На следующий день я сел на другое судно C-130 — у этого вместо привычных шасси были не убирающиеся лыжи. Самолет был заполнен лишь наполовину, оставляя кучу пространства для того, чтобы спать или разглядывать через иллюминатор бесконечную белизну шельфового ледника Росса, протянувшегося почти на 1000 км. От кромки ледяного шельфа предстояло лететь примерно 400 км вдоль полярного плато до станции Амундсен — Скотт. Когда я прибыл на полюс, для лета было холодновато: –32 °C. К тому же я задыхался, так как станция расположена на высоте более 2,7 км над уровнем моря. Покончив с короткими формальностями, я отправился в свой номер и без сил рухнул на кровать.

* * *

9 января 1912 года Скотт и его команда добрались до самой южной точки, которой они достигли в ходе предыдущей экспедиции в 1901 году.

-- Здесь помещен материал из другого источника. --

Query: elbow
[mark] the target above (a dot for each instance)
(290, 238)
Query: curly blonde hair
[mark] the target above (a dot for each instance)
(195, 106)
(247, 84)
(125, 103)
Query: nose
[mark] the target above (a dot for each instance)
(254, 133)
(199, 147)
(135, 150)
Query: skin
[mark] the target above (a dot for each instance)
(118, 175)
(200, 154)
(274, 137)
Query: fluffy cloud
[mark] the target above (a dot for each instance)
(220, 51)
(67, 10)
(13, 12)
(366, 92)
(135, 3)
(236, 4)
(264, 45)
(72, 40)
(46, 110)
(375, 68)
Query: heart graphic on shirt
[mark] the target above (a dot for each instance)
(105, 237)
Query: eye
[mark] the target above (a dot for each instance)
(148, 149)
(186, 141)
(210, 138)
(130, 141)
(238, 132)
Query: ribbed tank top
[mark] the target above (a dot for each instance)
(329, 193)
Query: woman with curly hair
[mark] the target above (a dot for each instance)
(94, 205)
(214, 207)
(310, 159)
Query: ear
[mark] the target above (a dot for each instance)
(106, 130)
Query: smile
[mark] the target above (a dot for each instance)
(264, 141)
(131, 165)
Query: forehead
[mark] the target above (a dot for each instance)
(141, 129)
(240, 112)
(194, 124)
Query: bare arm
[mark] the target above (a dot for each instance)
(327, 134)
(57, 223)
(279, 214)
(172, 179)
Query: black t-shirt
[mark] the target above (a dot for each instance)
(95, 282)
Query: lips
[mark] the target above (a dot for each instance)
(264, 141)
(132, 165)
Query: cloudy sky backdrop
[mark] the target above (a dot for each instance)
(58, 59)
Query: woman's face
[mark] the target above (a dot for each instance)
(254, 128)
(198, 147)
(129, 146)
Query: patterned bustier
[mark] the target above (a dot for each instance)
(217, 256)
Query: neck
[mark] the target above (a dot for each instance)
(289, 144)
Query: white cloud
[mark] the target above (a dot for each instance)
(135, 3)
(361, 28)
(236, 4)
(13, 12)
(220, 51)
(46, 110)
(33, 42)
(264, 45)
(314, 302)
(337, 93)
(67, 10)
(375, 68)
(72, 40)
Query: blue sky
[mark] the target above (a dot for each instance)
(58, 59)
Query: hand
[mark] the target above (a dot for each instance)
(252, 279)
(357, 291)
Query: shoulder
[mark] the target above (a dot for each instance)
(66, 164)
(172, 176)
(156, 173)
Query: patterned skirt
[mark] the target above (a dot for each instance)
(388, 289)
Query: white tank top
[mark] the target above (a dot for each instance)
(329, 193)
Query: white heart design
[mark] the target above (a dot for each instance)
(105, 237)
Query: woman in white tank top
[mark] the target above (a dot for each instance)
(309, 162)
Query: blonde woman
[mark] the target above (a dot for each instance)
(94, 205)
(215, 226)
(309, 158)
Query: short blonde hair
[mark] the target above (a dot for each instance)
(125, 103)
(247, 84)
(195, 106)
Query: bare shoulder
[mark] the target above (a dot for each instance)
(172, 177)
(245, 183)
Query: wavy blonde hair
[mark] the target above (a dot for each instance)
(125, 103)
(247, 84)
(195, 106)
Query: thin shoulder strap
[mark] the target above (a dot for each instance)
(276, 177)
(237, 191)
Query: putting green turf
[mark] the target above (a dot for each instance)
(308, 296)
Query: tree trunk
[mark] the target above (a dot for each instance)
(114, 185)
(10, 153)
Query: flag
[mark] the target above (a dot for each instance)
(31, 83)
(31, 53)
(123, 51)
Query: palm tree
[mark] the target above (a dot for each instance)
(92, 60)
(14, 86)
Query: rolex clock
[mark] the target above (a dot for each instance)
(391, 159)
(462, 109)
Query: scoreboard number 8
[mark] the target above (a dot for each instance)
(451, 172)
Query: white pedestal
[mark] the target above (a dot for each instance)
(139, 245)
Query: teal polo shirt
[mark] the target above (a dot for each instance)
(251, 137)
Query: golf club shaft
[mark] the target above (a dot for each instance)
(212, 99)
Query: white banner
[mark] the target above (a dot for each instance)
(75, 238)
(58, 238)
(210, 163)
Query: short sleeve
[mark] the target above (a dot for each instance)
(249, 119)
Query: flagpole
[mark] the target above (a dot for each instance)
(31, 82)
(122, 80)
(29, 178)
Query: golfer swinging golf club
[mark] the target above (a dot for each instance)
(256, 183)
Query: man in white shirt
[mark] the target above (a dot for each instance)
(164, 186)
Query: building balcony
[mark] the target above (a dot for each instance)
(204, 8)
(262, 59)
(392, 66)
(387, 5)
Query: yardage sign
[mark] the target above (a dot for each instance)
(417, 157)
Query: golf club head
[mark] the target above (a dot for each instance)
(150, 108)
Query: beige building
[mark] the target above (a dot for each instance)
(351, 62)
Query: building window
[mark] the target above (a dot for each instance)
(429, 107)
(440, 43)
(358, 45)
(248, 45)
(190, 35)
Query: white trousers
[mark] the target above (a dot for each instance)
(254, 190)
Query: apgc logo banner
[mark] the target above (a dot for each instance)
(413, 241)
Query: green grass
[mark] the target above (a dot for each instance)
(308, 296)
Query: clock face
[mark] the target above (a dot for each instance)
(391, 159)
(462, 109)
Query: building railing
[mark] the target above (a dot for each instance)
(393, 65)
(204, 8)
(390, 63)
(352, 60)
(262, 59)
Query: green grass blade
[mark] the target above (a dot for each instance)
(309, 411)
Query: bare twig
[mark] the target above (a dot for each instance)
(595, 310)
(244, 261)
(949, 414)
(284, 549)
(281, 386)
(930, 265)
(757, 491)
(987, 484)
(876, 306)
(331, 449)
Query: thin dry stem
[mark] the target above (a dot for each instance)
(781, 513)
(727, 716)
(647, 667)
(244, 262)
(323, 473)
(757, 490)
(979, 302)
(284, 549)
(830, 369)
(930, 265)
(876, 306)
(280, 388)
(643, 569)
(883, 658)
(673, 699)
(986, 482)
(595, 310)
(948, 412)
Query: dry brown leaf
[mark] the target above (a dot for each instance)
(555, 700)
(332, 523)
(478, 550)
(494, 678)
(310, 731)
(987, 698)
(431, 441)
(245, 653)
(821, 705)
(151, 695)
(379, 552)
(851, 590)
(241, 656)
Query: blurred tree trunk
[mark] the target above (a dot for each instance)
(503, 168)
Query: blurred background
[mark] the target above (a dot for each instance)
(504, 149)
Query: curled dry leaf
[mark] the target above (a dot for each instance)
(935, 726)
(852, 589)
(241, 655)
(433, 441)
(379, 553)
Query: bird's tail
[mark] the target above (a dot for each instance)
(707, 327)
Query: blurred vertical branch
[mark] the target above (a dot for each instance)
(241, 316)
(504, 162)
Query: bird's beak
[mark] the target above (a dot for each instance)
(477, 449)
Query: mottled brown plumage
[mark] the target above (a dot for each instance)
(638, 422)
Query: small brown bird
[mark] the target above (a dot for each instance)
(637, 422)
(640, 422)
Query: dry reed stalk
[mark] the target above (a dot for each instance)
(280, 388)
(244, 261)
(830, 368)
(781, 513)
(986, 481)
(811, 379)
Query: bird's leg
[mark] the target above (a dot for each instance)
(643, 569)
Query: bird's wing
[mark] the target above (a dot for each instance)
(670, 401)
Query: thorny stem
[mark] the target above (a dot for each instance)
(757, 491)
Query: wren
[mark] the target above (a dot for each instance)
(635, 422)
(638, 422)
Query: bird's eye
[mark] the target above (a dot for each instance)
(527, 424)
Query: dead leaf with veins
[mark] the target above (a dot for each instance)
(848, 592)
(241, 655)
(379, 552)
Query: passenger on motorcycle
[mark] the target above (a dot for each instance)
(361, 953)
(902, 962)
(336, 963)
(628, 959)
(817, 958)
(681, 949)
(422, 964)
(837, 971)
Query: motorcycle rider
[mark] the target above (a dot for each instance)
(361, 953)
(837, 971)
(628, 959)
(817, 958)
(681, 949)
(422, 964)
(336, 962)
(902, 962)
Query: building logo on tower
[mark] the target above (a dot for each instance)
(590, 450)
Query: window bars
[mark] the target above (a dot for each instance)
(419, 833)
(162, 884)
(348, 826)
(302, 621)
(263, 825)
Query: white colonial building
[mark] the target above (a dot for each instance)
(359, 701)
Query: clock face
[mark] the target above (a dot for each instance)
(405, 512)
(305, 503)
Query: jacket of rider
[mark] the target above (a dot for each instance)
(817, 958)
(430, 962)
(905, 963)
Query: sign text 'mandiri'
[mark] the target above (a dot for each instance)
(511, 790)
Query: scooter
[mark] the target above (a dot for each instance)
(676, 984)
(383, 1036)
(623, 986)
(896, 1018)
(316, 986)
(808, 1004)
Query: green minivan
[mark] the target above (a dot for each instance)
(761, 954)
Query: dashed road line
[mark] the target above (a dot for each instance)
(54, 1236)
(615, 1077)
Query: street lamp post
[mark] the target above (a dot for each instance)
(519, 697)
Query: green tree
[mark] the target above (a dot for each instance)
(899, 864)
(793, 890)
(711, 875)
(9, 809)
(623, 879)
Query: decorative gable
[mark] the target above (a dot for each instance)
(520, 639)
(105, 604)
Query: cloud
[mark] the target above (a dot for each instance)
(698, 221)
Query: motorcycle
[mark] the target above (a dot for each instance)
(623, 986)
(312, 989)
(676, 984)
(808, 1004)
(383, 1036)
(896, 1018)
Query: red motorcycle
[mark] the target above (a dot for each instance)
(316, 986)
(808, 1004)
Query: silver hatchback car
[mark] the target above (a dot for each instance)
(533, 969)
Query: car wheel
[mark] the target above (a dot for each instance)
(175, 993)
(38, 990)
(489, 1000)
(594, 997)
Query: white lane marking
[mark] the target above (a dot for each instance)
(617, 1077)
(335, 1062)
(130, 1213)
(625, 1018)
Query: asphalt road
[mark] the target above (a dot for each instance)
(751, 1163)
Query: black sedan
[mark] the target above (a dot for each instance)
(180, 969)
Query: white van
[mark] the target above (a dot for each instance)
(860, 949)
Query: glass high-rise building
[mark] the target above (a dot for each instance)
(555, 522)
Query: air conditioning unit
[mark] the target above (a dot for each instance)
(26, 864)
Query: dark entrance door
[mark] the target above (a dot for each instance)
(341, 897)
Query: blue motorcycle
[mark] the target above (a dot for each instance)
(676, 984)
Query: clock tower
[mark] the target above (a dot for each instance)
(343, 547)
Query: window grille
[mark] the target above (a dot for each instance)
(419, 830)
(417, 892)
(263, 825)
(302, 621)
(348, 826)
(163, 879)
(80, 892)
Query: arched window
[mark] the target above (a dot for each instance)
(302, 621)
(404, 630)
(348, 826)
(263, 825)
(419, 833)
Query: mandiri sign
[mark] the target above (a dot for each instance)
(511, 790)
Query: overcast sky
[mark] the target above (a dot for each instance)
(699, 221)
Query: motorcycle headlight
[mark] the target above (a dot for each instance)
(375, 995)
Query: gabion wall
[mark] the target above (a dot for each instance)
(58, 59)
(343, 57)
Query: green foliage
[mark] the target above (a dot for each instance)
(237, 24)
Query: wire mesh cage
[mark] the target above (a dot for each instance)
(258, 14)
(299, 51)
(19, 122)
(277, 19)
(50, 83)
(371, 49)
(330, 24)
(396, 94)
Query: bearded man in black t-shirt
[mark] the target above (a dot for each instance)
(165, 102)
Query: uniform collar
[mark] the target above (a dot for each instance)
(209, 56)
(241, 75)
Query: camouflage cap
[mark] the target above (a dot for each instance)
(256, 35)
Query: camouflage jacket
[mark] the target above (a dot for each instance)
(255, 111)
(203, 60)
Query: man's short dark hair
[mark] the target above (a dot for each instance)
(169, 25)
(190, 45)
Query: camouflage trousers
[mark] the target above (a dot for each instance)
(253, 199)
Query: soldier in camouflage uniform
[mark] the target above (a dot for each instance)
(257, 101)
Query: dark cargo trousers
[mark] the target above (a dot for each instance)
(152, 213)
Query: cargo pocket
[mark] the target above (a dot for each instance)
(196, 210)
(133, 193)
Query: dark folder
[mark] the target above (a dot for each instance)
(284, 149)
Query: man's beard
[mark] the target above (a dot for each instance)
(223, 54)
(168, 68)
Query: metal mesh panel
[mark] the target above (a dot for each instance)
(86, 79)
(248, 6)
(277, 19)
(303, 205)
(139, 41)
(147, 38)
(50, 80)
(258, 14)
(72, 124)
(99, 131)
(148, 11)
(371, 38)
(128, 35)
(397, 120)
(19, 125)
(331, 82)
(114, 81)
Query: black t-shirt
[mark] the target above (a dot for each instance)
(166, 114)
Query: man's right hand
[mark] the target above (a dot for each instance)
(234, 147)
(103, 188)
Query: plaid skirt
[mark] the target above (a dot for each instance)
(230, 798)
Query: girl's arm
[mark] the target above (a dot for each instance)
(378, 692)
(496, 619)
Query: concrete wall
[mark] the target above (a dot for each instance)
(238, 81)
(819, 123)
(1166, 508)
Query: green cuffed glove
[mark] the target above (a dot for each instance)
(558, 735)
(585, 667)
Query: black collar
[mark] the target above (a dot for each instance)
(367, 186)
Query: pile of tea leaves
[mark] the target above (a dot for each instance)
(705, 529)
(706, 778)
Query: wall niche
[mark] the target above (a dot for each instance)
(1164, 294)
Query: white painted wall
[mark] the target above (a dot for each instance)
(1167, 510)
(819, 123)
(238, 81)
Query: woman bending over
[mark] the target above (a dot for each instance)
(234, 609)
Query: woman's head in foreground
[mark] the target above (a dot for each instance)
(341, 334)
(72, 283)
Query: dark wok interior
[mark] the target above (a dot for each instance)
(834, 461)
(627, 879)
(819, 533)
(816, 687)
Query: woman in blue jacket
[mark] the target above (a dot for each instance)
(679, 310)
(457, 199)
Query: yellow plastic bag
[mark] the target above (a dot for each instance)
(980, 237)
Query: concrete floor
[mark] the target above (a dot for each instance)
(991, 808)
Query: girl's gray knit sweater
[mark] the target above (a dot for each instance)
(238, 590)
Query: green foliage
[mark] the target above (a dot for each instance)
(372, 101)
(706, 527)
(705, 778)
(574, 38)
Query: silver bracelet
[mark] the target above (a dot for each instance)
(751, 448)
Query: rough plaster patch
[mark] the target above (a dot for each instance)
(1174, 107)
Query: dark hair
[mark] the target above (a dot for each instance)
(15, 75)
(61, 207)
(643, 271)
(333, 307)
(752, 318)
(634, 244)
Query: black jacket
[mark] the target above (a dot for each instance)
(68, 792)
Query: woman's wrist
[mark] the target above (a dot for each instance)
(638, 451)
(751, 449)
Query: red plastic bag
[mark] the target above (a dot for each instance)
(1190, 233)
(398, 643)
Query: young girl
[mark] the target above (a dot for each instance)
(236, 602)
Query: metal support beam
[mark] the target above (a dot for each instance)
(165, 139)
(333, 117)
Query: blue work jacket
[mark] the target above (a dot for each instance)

Перед ними лежала неизведанная земля, но Скотт был полон уверенности: они покорят Южный полюс.

Я также был полон энтузиазма. При всей монотонности работы трудиться над телескопом в столь необычном месте было просто потрясающе. Мне приходилось щипать себя, чтобы убедиться в том, что все это происходит в реальности. Лаборатория Темного сектора стала для BICEP уютным домом, хотя это было самое странное строение, которое я видел в своей жизни. Все здания на станции были построены на сваях, как обычно строят пляжные домики на побережье. Только здесь главным врагом был не песок, а снег. Если бы не паучьи ноги, поднимающие здания над снежной пустыней на несколько метров, все они вскоре были бы погребены под снегом, включая купол нашего драгоценного телескопа, — неизбежная участь всех полярных зданий с менее продуманной конструкцией. Единственным сооружением на всей станции, не стоящим на сваях, был (что неудивительно) уличный нужник. За разработку конструкции функционального и комфортного отхожего места на сваях вполне можно присуждать Нобелевскую премию!

Лаборатория Темного сектора стала моей крепостью. Это был анклав полутьмы и безмятежности, убежище от слепящего солнца и холода, надежно защищенное от внешнего мира массивными сейфовыми дверями 30-сантиметровой толщины. В Америке такие двери используются в холодильных камерах, где хранится замороженное мясо; на Южном полюсе у этих дверей противоположная задача — не дать замерзнуть «мясу» живых ученых. Внутри лаборатории мигали разноцветные лампочки, мягко шелестели вентиляторы, компьютеры послушно выполняли свои программы. Нашей команде нельзя было терять ни секунды: предстояло выполнить почти годовой объем работы всего за три летних месяца. Последний самолет улетал со станции в середине февраля, пока температуры не падали ниже точки замерзания авиационного топлива. Если мы не успеем закончить работу к этому сроку, нам придется остаться здесь на самую долгую ночь в своей жизни.